I now find the darkest values for the r,g and b channels in the scan. I divide those values by the pixel values (so in ImageMagick terms I do -fx “0.1233/u” for all the channels).

This inverts the image and sets a white point,but the blacks are still ‘dirty’. So I take a scan of just the filmstrip and average it,invert it the same way and take the resulting values as my new blackpoint . (without a piece of scanned filmstripi search the brightest values in my scanned image).

I subtract those values from the inverted image so black becomes 0,0,0 in rgb again,and I multiply the channels by a respective amount to keep the same scale. (basically a levels operation to set the black.If I subtract 500, I multiply by 65535/(65535-500)).

And then often I auto balance the image by aligning the mean values of the three channels, then finally bring it out if linear space by a gamma correction (or I tag it with a linear gamma 1.0 ICC profile and convert it to regular srgb or adobergb).

What steps are you doing that I’m not, or any other insights?

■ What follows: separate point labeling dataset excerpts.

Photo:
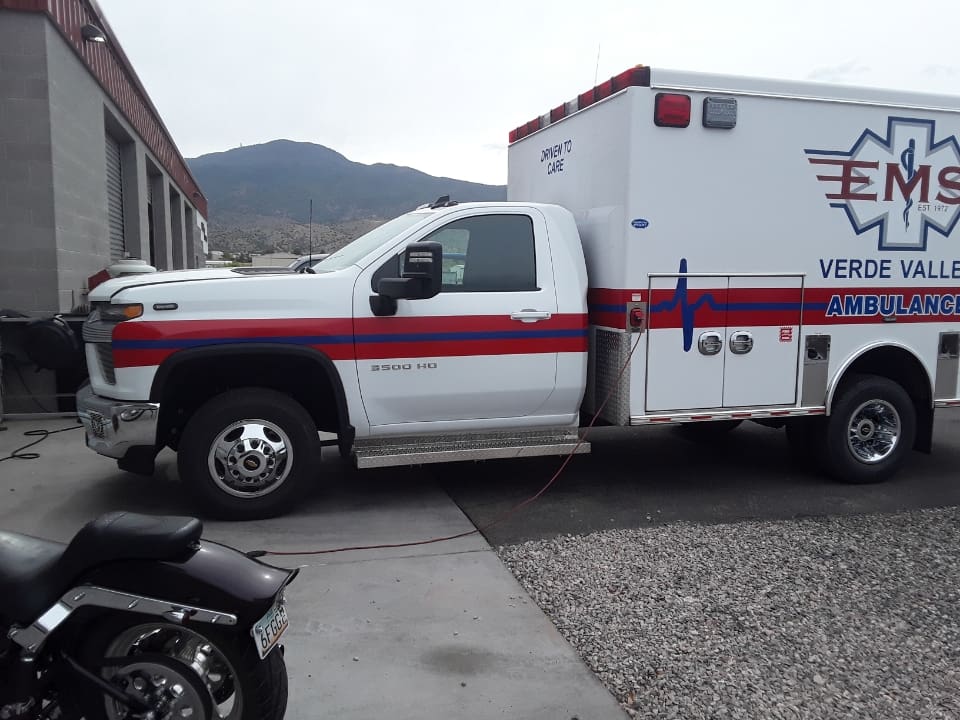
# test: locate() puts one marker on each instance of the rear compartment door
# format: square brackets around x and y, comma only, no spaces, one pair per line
[686,338]
[762,341]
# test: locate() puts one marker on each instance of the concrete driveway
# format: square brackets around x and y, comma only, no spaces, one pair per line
[438,631]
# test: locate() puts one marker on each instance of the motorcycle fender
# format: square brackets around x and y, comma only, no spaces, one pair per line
[214,577]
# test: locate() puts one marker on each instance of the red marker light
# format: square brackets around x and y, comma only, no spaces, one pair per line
[672,110]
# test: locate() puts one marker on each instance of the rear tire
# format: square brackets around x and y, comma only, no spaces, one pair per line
[870,431]
[237,680]
[248,454]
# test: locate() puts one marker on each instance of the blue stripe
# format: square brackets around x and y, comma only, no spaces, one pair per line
[174,344]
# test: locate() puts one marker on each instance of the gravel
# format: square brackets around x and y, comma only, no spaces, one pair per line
[848,617]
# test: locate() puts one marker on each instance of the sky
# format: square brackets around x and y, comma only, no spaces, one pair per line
[438,86]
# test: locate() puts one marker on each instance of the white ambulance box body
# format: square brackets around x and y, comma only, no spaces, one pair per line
[766,253]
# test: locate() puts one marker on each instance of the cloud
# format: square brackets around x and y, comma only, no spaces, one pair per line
[940,71]
[839,73]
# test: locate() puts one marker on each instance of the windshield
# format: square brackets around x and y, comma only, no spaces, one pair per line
[365,244]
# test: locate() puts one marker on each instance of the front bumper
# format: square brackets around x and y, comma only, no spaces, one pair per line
[113,427]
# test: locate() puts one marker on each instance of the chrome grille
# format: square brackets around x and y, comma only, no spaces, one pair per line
[105,356]
[95,330]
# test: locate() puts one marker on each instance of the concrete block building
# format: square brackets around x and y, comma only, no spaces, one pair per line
[88,172]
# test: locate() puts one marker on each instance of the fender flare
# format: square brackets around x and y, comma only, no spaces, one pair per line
[851,359]
[346,431]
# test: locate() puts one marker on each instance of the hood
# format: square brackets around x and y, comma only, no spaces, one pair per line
[108,289]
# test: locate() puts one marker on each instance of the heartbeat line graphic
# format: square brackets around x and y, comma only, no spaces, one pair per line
[688,310]
[789,310]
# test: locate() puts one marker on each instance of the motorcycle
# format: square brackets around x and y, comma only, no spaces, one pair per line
[137,617]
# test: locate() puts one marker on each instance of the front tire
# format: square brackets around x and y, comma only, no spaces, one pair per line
[870,431]
[248,453]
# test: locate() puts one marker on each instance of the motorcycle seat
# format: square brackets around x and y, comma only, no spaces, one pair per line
[35,573]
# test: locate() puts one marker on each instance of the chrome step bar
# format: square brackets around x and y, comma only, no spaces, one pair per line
[424,449]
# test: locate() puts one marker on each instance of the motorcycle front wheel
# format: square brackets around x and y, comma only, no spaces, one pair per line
[196,672]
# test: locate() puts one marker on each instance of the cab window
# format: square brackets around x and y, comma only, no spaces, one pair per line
[488,253]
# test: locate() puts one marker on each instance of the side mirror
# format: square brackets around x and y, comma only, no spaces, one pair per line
[421,274]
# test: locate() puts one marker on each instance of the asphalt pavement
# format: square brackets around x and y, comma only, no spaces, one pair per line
[444,630]
[437,631]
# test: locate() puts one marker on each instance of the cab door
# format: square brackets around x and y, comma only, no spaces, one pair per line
[485,347]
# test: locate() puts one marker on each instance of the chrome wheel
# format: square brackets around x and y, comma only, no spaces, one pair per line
[158,685]
[874,431]
[250,458]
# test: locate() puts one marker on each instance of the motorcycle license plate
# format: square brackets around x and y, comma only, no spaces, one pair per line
[268,629]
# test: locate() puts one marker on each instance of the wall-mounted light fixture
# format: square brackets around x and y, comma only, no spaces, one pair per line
[91,33]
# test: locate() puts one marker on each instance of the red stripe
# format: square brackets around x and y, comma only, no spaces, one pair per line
[174,330]
[609,296]
[459,348]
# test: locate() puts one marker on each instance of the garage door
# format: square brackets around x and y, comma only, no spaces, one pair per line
[114,199]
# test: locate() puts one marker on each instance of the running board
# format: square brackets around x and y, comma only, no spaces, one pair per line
[424,449]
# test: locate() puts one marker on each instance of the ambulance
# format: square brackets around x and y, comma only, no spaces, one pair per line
[676,248]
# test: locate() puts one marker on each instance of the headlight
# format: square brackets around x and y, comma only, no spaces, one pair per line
[119,313]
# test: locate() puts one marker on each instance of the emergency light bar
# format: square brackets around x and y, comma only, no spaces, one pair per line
[638,76]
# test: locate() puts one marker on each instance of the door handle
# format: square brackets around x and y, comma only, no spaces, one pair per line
[741,342]
[530,315]
[710,343]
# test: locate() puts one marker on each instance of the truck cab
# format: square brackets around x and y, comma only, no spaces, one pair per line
[453,329]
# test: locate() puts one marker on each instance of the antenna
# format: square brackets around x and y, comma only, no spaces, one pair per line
[596,72]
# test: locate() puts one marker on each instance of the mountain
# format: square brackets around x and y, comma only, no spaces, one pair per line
[259,195]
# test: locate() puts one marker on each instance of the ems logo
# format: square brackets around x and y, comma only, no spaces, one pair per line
[902,185]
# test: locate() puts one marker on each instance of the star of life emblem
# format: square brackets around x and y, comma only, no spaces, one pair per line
[898,187]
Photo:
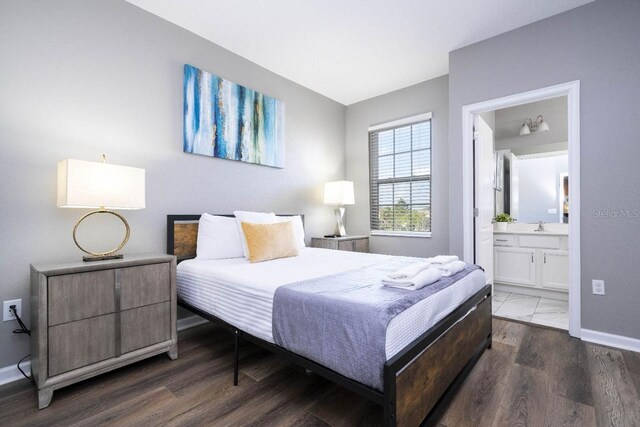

Negfix8 calculates a gamma correction per channel to bring the final blacks in line (so r/g/b have the same minimum value) and then subtract that. I find it yields brighter,flatter images.But mostly it seems the gain settings on my scanner have an impact on the final output brightness,which I don’t think should happen.

What I do now is merge all the images of a film roll into one big collage where they are fitted perfectly together,and each image has like a 255x256 dimension. I search for the darkest values in that combined image (with histogram binning to ignore some peak values I don’t want), and I invert that combined image and do the color balancing on that one.I then use the exact values used for the combined image,on each of the separate scans in full size. This way I set the white point based on the entire film roll, and I colorbalance the entire roll as one. While still having separate pictures to edit and tweak.

Doing it all in floating point means I also don’t have to loose the highlights which I might clip in setting a white point.

I was wondering if I’m doing something weird and it’s just luck I have good results, I’m missing a small step or something,or if it’s basically the same as rawtherapee (and darktable?)are doing.